# The 'Money Shot'



## dearEvan (Apr 2, 2010)

Andrew Jackson- up close and personal.
C&C welcome.


----------



## Formatted (Apr 2, 2010)

Nice what setup?


----------



## cnutco (Apr 2, 2010)

Nice headshot!


----------



## Noah212 (Apr 2, 2010)

That's really weird....I took an extremely similar shot just the other day.

Here it is:






I would suggest angling your shot a bit differently, as his face looks somewhat fat with the chin being out of focus and in front of the eyes.  Other than that, I really like your photo.


----------



## dearEvan (Apr 2, 2010)

Thanks very much for the feedback. 

Noah, I was actually going for a partly out-of-focus/distorted effect. Thanks for the input.

Not much of a "setup" here. I hate to admit it, but it's just a Sony 7.2 MP Cybershot.

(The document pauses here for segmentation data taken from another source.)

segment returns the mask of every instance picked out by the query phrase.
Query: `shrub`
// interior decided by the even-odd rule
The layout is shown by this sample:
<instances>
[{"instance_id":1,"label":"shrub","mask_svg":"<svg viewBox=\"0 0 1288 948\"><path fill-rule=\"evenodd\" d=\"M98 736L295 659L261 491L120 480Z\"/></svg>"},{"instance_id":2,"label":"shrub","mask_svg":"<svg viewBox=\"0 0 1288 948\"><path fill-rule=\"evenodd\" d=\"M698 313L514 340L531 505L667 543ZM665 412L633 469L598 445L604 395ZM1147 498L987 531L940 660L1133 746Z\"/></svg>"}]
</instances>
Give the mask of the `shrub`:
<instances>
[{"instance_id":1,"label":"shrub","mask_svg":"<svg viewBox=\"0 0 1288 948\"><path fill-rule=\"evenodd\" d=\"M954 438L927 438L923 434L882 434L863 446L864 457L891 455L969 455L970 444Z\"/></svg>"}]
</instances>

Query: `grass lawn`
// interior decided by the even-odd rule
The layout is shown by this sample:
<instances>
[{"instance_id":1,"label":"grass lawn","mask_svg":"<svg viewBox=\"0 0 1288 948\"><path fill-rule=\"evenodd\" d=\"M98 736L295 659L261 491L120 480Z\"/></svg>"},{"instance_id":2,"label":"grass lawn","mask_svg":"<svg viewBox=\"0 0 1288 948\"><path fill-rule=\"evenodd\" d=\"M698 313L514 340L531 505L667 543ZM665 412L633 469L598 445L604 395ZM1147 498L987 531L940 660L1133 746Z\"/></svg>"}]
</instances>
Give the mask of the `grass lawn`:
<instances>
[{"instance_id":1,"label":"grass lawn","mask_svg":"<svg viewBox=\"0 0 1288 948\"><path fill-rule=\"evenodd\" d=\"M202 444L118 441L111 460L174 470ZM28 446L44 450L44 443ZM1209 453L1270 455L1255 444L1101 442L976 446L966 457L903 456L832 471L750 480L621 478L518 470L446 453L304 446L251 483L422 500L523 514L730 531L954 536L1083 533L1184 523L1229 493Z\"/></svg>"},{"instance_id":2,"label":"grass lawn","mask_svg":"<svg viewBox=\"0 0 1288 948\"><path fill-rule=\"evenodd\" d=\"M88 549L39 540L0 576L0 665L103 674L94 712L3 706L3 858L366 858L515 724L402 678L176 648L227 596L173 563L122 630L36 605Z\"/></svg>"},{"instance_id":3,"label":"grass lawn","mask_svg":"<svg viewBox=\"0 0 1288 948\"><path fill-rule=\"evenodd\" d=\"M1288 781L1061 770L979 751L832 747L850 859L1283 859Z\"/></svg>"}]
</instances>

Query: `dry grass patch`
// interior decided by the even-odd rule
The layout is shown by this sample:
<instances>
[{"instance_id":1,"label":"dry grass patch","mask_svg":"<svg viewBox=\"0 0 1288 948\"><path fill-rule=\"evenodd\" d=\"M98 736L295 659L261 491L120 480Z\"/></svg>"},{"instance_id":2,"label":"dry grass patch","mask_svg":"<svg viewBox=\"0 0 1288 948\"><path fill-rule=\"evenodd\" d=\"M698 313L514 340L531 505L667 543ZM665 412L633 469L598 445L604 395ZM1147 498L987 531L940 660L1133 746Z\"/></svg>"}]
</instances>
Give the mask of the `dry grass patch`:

Hand-held, no tripod. (It has a surprisingly decent macro function.) I did some slight tweaking in Mac iPhoto


----------



## smackitsakic (Apr 5, 2010)

haha sweet pic and sweet title.  I was eagerly anticipating what 'the money shot' would be:lmao:


----------



## PerfectlyFlawed (Apr 6, 2010)

lol, love it~ I'll take that money off your hands for ya :lmao:


----------



## dearEvan (Apr 6, 2010)

Hahaha, PF and smack. 
Thanks.


----------